You may at any time:

• request a copy of your data — by emailing the controller;
• correct inaccurate data — through in-app settings;
• delete individual posts, photos, or AI-memory notes — in the app;
• delete your account in full — Settings → Delete account (or at onemy.day/delete-account); this is irreversible;
• withdraw consent (equivalent to deleting your account);
• restrict processing or object to processing (EU/UK users);
• opt out of any “sale” or “sharing” of personal information (California users — none currently occurs);
• lodge a complaint with your supervisory authority (EU/UK) or your state Attorney General (US).

11. Cookies and analytics

The onemy.day landing page does not use tracking cookies. The App does not include third-party analytics SDKs (Google Analytics, Firebase Analytics, etc.). If we add minimal in-house analytics, we will update this section.

12. Children

The Service is not directed to children under 18. We do not knowingly collect personal data from children under 18. If you believe a minor has provided us with personal data, please contact us at support@onemyday.com and we will delete it.
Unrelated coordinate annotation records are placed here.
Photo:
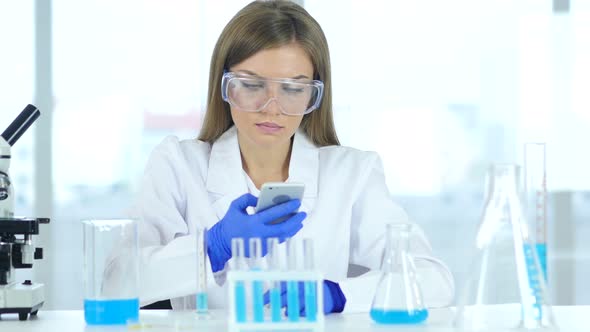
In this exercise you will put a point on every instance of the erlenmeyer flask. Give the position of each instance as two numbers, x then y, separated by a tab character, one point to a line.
398	299
506	269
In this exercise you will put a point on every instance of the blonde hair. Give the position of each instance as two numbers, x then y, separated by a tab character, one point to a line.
264	25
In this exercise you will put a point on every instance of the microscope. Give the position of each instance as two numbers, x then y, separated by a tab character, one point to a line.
16	247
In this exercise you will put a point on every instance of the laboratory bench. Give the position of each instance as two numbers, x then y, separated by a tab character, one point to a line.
568	318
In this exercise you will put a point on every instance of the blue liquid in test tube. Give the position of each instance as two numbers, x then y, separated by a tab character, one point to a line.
275	304
383	316
257	285
311	300
201	297
238	256
293	301
274	264
292	285
310	291
240	296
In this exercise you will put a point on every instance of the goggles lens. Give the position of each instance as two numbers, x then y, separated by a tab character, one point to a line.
253	94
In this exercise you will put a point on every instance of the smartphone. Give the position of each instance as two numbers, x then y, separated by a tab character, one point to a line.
274	193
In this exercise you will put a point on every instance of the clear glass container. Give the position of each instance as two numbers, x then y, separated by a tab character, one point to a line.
111	271
398	298
535	195
505	272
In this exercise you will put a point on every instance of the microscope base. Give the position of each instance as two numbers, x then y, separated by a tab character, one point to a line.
21	298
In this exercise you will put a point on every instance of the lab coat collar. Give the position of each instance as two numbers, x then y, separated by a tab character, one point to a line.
225	174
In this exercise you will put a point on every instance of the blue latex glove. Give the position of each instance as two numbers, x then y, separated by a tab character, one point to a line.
238	223
334	299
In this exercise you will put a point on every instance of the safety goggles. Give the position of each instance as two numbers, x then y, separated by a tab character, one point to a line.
253	93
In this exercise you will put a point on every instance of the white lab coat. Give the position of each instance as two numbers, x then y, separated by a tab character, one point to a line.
190	184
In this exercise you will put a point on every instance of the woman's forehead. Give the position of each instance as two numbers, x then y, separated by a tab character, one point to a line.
289	61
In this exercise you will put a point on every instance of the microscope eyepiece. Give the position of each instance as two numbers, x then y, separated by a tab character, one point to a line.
22	122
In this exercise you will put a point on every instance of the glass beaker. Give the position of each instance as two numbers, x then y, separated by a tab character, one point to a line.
111	271
398	298
506	271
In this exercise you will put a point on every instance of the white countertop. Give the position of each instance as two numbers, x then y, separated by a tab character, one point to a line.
568	318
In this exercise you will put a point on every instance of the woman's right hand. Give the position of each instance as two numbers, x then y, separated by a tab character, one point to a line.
238	223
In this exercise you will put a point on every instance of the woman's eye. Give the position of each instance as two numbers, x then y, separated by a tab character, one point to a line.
253	85
292	89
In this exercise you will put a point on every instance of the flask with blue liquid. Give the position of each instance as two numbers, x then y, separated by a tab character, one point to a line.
111	272
398	298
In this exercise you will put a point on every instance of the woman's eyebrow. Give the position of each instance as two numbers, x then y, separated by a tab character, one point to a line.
245	71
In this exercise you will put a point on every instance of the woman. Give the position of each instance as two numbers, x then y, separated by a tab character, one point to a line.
269	119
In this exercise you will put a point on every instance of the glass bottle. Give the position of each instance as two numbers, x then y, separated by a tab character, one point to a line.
506	287
398	298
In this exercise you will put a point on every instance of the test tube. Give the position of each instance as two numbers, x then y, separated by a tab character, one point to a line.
292	286
274	264
238	255
535	189
201	298
310	290
257	285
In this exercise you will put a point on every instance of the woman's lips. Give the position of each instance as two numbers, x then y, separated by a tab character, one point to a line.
268	127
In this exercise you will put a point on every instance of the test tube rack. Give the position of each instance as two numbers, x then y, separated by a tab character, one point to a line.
248	278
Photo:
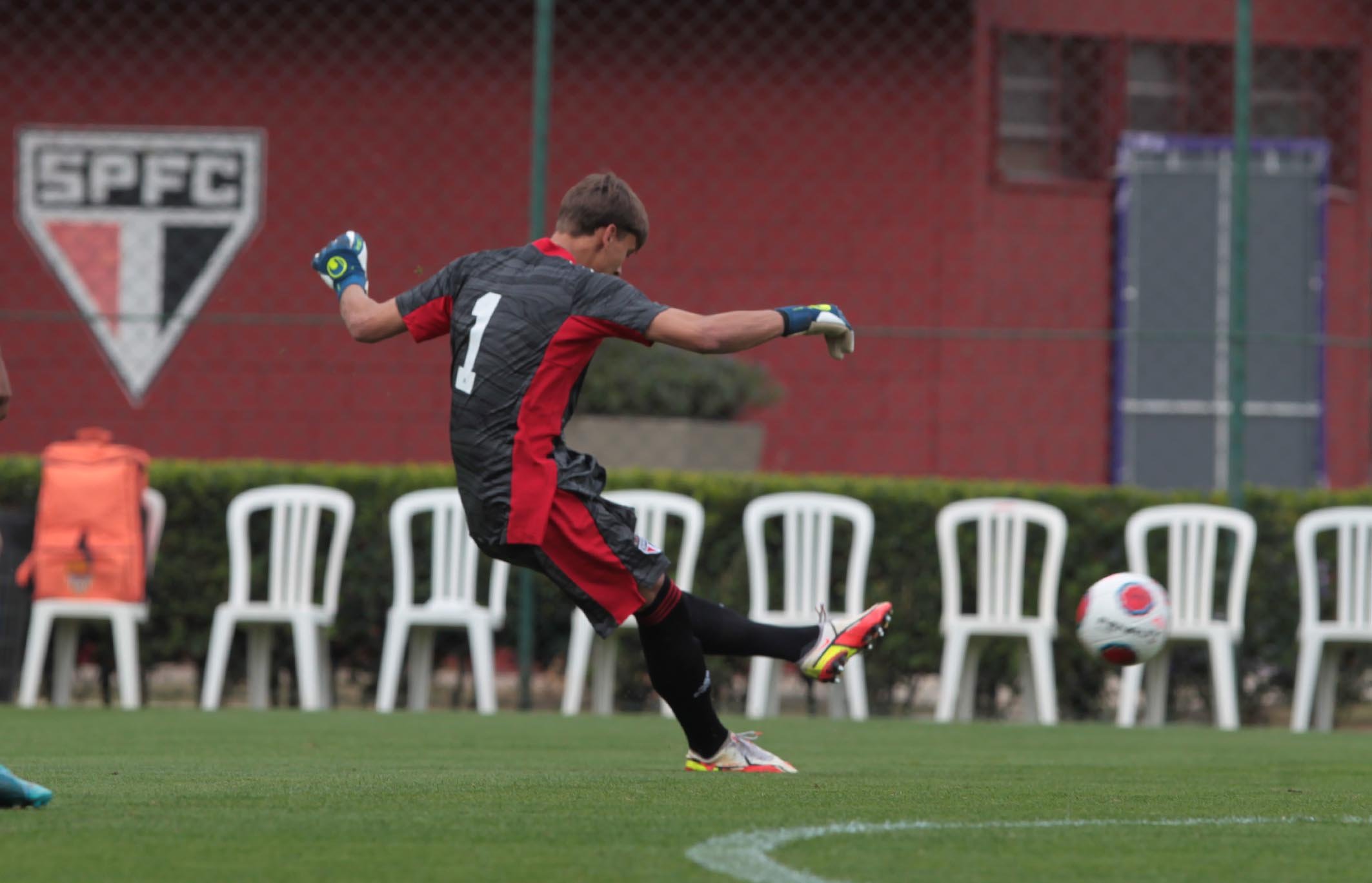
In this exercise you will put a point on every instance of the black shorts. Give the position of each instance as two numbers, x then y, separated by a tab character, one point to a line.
592	553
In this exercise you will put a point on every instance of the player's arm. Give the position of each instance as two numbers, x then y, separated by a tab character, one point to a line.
367	320
342	265
743	330
722	332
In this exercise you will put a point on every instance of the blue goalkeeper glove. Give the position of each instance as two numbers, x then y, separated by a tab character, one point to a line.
342	263
821	319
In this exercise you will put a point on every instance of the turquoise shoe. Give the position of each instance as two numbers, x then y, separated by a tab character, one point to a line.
15	791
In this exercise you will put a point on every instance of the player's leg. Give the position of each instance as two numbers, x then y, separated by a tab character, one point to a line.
590	550
15	791
820	650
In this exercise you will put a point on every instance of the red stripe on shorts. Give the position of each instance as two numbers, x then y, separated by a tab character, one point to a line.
532	471
576	548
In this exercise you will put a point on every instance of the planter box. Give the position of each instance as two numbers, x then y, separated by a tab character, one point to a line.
667	443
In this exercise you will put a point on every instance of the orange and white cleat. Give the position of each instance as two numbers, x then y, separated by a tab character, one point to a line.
738	755
826	657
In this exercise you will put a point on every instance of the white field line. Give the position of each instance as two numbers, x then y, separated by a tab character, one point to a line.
745	855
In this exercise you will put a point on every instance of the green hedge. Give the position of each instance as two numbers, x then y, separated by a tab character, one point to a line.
192	568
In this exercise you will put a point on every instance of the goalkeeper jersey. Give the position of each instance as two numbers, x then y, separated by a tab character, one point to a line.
523	325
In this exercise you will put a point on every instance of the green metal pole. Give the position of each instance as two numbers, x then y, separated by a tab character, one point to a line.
542	99
1239	247
537	203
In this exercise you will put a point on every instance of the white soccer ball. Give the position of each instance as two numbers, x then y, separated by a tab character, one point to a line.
1124	619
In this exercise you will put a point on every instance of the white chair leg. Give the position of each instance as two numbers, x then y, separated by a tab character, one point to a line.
1307	680
217	660
855	684
259	667
421	667
126	660
759	686
483	667
774	690
325	666
307	635
604	655
1046	686
1326	689
578	657
63	661
1131	682
950	675
1226	684
1156	675
1028	697
393	650
35	651
967	689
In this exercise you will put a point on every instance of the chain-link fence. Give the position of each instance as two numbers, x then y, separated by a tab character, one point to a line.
1039	293
1028	210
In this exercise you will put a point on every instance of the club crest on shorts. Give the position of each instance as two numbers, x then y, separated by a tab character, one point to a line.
139	225
1135	600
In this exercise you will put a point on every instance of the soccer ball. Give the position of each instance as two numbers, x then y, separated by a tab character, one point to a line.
1124	619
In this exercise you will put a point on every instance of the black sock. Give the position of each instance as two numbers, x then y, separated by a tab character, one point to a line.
677	668
725	633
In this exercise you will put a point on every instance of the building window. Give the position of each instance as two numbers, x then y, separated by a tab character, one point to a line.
1309	94
1173	88
1050	99
1062	101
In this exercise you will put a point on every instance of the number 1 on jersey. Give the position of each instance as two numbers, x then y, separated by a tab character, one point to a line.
483	309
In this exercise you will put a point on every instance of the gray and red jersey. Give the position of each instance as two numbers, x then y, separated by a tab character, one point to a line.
523	325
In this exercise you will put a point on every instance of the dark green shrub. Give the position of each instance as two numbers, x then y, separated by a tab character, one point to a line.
627	379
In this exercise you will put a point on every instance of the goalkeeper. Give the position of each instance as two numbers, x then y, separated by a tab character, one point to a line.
523	325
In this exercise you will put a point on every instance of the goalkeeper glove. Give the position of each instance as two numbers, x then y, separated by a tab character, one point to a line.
821	319
342	263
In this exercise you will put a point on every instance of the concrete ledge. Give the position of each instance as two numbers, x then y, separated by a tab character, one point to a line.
669	443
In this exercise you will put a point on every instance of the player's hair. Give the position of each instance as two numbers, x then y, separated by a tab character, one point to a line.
598	201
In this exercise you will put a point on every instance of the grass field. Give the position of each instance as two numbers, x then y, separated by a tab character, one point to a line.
352	796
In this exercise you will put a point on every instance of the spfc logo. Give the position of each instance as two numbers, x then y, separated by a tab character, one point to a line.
140	226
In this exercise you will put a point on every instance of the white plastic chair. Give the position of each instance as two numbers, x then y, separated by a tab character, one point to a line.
807	559
1320	640
1193	551
452	602
654	510
296	528
1002	531
58	617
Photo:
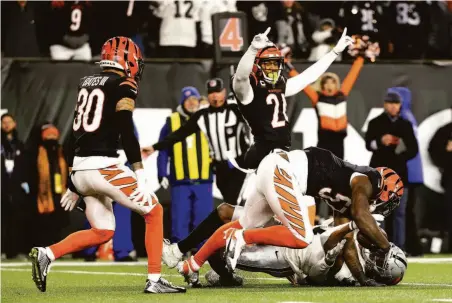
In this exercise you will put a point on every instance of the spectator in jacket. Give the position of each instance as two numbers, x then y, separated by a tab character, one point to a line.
15	191
189	175
440	151
391	139
415	176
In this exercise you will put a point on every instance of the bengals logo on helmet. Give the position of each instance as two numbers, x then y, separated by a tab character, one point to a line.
123	54
391	191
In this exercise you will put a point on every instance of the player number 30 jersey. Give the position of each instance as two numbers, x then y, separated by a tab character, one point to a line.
95	129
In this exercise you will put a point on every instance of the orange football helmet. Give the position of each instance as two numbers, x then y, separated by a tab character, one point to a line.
391	191
270	53
123	54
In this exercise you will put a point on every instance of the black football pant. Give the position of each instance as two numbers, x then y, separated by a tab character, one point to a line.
229	181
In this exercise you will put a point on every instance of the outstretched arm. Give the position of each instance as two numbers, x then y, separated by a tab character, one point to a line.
352	75
299	82
241	82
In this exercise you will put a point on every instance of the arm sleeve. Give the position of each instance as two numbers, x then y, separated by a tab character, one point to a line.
299	82
68	148
183	132
371	137
410	141
320	36
353	74
162	159
128	138
241	82
312	95
437	148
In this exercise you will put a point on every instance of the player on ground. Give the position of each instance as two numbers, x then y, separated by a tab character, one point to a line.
103	115
285	185
261	91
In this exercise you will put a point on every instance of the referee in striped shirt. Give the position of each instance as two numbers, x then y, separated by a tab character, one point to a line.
228	135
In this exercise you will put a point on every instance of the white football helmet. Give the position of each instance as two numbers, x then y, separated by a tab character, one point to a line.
391	270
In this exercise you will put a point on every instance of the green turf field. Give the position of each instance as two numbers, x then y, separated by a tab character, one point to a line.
94	282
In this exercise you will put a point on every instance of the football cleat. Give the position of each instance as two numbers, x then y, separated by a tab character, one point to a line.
234	246
162	286
214	280
171	254
190	276
40	263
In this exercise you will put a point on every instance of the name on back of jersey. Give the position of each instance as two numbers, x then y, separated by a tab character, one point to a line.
95	81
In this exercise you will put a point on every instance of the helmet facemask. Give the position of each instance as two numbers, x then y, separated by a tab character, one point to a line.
271	69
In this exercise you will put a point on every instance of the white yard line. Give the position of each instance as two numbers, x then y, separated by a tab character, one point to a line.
109	273
144	263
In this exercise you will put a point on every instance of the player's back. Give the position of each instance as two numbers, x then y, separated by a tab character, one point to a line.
95	129
266	113
329	178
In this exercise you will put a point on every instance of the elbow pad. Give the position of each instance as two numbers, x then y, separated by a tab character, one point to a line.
129	140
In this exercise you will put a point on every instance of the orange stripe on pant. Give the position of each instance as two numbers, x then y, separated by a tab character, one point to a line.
281	177
288	201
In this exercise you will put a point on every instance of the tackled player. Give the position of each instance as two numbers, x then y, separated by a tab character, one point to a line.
286	183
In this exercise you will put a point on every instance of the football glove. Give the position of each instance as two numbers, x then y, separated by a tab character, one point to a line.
343	42
261	40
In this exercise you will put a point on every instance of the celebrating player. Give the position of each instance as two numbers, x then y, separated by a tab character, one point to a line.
285	185
261	91
103	115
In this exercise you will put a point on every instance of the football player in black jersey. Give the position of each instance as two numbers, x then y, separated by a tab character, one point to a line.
261	90
286	183
103	115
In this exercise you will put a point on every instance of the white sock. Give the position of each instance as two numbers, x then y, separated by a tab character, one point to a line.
50	254
177	251
154	277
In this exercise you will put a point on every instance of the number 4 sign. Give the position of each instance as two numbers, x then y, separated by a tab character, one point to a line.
230	36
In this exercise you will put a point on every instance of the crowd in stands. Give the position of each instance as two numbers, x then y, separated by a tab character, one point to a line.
66	30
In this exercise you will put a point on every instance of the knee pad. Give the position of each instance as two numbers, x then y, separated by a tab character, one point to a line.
225	212
104	234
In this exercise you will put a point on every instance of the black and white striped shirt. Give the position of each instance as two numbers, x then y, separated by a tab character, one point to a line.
224	127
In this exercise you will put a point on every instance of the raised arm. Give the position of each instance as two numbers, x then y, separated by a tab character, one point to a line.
299	82
240	82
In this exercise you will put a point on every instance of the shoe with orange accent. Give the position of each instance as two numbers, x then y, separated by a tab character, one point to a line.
171	254
234	246
191	276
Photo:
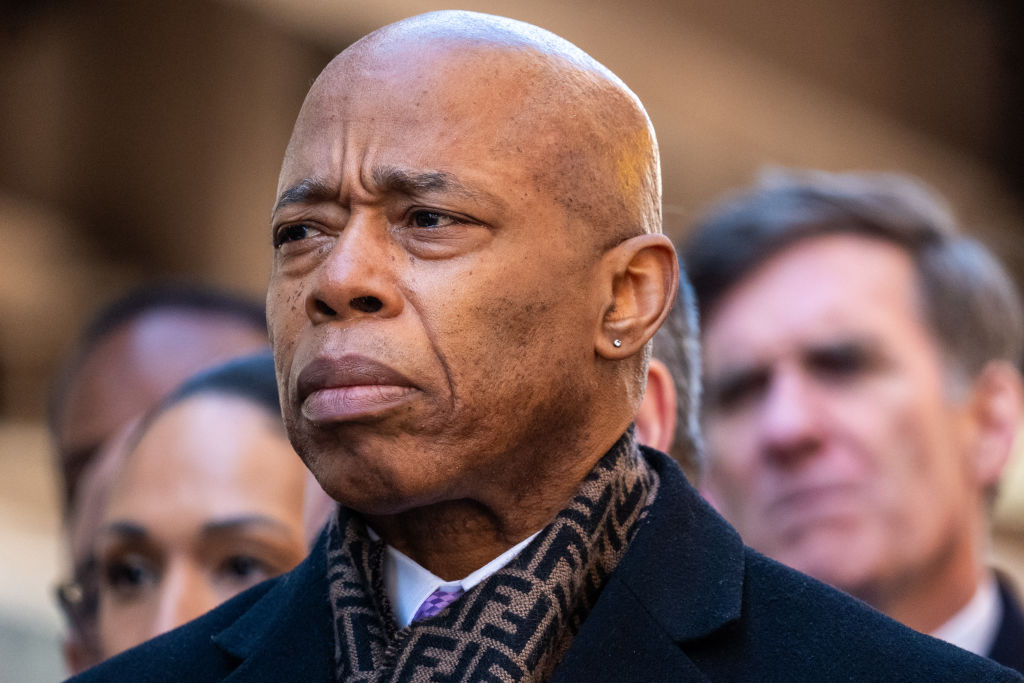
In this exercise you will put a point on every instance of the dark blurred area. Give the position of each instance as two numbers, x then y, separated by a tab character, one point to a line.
141	139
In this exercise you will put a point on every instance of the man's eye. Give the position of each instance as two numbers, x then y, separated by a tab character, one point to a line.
841	361
292	233
431	219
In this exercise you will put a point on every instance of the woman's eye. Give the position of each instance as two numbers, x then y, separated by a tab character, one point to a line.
246	566
128	573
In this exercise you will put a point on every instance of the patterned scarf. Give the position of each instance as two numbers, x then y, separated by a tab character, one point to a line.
515	625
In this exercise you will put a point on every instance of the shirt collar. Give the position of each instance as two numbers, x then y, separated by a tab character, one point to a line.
975	626
408	584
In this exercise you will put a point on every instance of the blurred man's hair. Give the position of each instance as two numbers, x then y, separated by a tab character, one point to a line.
970	302
677	344
136	304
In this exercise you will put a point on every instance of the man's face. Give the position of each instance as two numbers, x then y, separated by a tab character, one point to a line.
431	316
837	445
135	366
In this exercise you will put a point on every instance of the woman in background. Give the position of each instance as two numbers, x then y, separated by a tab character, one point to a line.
209	501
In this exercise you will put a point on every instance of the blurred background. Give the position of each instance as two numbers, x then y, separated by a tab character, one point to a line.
142	139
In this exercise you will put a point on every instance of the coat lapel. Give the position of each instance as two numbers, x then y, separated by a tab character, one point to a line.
681	580
288	634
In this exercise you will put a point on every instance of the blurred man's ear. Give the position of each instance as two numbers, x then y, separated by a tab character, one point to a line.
655	420
995	409
641	275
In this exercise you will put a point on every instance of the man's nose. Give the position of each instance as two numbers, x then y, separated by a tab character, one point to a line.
790	423
357	278
184	594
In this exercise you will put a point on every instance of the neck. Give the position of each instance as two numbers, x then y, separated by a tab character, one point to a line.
929	599
454	538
13. Changes to this policy

We may update this policy. If changes affect your rights or the categories of processed data, we will notify you in the app or on the landing page and update the date at the top. Continued use of the Service after such notice constitutes acceptance of the new version.

14. Contact

For any data-protection question: support@onemyday.com.
Mail: OPSoft Inc., 30 N Gould St Ste R, Sheridan, WY 82801, USA.